過去に囚われ、得られなかった栄光に追いすがり、自ら堕ちていった。
「現状に耐えきれなくて、復讐心や薬に頼っただけだ。そして負けた。それだけだ」
手厳しい。
「僕はあいつを絶対に許すつもりはない」
サディアスのしたことは、決して許されることではない。ヴィオレッタも許すつもりはない。

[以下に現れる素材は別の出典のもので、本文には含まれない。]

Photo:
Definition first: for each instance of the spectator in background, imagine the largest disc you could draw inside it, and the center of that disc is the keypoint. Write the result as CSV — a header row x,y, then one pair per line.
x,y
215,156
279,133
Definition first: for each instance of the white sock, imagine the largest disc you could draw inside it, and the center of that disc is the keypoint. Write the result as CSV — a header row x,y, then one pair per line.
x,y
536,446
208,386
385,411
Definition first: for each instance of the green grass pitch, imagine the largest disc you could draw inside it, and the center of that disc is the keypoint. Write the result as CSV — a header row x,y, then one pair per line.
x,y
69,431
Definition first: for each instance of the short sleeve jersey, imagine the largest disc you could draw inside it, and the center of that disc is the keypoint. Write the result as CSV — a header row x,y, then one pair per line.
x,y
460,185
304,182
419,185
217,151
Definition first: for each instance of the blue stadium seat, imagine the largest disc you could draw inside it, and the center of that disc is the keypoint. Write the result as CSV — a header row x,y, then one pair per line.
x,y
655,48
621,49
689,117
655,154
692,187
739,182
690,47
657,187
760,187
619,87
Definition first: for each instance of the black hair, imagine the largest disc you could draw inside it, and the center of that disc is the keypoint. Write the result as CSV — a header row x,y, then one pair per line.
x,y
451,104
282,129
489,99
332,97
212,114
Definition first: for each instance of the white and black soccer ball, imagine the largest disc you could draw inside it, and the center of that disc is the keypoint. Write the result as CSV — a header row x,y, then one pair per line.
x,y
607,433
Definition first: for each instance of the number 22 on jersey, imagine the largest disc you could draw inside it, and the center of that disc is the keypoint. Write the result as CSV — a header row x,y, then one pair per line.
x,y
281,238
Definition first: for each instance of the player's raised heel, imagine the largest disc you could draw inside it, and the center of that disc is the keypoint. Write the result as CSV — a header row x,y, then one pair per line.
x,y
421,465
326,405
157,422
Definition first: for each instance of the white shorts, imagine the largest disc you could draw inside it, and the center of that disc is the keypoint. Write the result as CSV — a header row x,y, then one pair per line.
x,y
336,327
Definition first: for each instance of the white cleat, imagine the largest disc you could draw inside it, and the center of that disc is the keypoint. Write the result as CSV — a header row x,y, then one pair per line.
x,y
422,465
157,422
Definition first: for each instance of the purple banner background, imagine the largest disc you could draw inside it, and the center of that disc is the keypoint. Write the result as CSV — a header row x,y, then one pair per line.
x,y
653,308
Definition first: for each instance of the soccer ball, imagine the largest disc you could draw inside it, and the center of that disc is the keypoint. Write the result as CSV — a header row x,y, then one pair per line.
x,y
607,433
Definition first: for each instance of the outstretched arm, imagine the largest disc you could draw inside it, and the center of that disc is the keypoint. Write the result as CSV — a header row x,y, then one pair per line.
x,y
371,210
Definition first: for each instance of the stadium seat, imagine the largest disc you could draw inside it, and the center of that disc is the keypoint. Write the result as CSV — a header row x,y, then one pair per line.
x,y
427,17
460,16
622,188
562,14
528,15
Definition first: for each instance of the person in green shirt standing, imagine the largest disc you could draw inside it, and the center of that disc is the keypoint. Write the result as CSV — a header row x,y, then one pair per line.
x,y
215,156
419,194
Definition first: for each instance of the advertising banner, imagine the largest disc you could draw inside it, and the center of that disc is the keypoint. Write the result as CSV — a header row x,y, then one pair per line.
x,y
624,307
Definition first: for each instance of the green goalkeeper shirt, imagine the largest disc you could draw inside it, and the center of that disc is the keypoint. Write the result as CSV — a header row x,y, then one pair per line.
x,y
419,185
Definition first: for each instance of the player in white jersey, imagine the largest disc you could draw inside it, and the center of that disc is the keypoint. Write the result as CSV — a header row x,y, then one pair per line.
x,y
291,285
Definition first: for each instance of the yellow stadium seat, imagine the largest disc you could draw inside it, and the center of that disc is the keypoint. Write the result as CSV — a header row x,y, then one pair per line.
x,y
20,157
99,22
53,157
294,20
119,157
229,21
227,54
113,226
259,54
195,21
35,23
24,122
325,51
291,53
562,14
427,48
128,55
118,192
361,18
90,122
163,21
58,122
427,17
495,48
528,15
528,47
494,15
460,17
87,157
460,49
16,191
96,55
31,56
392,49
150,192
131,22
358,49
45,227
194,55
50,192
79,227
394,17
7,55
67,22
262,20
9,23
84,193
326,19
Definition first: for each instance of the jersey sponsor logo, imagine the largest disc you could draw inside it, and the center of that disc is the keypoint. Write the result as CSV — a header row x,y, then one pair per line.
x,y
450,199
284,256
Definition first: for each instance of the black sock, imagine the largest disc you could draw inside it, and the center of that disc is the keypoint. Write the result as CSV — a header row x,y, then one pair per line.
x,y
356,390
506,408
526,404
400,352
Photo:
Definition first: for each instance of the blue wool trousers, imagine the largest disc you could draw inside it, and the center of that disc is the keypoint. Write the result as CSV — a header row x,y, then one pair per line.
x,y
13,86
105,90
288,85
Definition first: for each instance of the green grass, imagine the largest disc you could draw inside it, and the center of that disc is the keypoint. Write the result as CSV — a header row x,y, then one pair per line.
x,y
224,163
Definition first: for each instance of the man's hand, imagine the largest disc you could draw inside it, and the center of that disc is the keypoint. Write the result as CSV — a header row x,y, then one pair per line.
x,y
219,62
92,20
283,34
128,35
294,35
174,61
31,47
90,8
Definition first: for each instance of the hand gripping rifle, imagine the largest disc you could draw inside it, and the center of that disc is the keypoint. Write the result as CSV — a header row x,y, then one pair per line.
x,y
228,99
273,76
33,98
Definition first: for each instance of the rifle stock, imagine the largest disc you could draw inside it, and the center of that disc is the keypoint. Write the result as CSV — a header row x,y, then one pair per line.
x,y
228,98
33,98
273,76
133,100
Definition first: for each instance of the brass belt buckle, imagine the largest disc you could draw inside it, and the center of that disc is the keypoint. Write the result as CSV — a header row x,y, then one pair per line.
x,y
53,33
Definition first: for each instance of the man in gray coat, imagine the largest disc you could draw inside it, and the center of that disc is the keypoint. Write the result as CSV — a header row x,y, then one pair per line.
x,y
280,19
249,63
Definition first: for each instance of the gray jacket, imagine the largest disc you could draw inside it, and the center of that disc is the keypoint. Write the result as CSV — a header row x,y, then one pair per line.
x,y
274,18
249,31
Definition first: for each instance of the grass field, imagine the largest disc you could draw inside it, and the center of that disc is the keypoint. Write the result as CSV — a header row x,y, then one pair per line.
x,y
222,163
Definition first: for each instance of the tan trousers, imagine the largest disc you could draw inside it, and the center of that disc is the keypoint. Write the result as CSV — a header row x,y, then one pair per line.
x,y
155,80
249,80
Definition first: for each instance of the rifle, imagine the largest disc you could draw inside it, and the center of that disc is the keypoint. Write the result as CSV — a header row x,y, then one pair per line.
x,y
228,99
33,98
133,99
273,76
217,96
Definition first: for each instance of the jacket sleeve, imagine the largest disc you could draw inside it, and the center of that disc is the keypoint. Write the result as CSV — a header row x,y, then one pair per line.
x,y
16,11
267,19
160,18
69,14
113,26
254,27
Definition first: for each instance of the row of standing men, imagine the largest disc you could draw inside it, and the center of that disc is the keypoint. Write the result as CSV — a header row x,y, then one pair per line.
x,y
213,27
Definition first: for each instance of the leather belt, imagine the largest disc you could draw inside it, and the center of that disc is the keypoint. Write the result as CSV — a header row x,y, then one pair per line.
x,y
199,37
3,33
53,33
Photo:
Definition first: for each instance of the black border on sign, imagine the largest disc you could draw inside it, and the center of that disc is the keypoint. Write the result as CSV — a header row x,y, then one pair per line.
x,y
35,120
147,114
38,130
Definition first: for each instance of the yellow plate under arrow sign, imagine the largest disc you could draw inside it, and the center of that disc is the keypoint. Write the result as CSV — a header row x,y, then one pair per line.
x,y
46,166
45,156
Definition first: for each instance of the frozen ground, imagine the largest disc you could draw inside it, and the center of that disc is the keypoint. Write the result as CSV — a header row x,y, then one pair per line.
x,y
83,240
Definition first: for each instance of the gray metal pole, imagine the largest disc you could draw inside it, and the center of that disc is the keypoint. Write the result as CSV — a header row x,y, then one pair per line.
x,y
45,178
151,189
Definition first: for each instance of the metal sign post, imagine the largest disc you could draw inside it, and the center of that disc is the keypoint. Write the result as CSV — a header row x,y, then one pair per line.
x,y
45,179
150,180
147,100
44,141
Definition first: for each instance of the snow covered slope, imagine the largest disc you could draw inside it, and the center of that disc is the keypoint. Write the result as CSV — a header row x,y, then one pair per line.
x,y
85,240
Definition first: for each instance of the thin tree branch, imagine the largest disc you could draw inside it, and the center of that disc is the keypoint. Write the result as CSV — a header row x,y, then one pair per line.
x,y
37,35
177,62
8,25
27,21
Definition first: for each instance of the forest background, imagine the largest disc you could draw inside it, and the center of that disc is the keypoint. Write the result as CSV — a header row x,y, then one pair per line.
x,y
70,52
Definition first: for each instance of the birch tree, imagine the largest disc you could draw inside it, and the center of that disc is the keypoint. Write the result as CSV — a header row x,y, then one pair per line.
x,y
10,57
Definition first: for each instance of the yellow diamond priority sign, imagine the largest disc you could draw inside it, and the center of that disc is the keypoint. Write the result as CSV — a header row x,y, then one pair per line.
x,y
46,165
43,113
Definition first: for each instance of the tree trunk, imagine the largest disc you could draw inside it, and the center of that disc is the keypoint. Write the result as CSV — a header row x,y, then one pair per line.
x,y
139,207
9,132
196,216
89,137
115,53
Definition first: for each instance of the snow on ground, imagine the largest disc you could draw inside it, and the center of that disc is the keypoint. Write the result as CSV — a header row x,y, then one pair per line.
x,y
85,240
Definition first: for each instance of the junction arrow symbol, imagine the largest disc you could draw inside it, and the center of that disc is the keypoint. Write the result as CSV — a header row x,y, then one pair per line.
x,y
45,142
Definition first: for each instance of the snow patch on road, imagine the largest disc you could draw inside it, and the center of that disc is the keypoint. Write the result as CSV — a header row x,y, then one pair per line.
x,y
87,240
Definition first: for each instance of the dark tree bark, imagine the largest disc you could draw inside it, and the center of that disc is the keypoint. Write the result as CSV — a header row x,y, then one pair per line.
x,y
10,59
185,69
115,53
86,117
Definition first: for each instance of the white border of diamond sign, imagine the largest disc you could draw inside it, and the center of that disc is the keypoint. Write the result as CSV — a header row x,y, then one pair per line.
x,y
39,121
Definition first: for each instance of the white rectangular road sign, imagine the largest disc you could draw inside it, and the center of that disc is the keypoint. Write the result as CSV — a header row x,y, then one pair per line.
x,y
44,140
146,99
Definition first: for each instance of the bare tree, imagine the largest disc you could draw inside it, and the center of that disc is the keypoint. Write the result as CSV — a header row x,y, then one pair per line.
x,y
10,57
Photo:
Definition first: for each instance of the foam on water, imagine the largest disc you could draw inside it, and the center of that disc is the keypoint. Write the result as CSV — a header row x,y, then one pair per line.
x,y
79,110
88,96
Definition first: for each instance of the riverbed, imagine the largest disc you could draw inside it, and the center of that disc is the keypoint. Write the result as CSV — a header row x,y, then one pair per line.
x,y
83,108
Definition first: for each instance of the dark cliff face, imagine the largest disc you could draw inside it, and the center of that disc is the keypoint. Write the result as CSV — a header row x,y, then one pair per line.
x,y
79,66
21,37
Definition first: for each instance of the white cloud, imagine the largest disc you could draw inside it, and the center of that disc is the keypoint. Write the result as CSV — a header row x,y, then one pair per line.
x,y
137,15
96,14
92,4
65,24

だが、そこに至った人生を思うと、一抹の哀れみを覚える。もっと他の生き方があったはずなのに。
「――ヴィオ」
「はい」
「僕は、お前とエルネストの結婚に反対だった」
ヴィオレッタは驚いてオスカーを見つめる。
「ヴォルフズ家はその役割上、恨みを買いやすいからな。今回だってそうだった」
「……いまは反対していないんですか?」
素直な疑問を口にすると、オスカーはしばらく黙ったのち、呟いた。
「お前が、あいつのことを好きなのを知っていたしな」
「……え? い、いつから――」
「学園時代から。お前はわかりやすい」
ヴィオレッタは顔が真っ赤になるのを感じた。
誰にも言ったことがなかったはずなのに。
恋心を見透かされていたなんて、物凄く恥ずかしい。
「それでも、不幸にさせてたら無理やりにでも連れて帰るつもりだった。自分でも帰れるようにクロを放った」
「お兄様……過保護です」
「普通だ普通。妹を心配するのは普通だ」
オスカーは怒ったように言いながら、手すりに体重を預けた。
「結局お前は帰ってこなかっただろ。……あいつも、ちゃんとお前のことを大事にしているのがわかったからな」
ため息をついて、目を閉じる。
――刹那、勢いよくバルコニーの入り口が開く。
驚いて振り返ると、エルネストが駆け込んでくるのが見えた。
「――ヴィオレッタ!」
「エルネスト様?」
ヴィオレッタはびっくりしてエルネストに駆け寄る。
「どうして……まだ入院していないといけないはずですよね?」
治療院から離宮まで、それなりに離れている。軽いリハビリで来る距離ではない。
エルネストは真剣な眼差しでヴィオレッタを見つめ、息を整えながら言った。
「君をエスコートするのは、私の役目だ」
その言葉に心臓が跳ねる。
ヴィオレッタは思わず目を伏せた。
「でもまだ怪我が――薬の影響だって」
「そんなもの、どうということはない」
そんなわけがない。
ないのだが。
真剣な目で切実に訴えられると、ほだされてしまいそうになる。
(こ、ここは毅然と――毅然、と……)
意を決して顔を上げる。
「ヴィオレッタ……」
――毅然と。
治療院に連れて行かなければならないのに。
「……本当に大丈夫なんですね?」
「ああ」
「具合が悪くなったらすぐに言ってくださいますね?」
「……ああ。わかった」
「でしたら、お願いします」
エルネストの顔がぱあっと輝く。
その姿を可愛らしいと思ってしまった。
「エスコートできる格好じゃないだろ。本当、手のかかる義弟だな」
オスカーが冷静に言ってエルネストの腕をぐいっと引っ張り、借りている部屋に連れていく。
ヴィオレッタは苦笑しながら、その後ろについていった。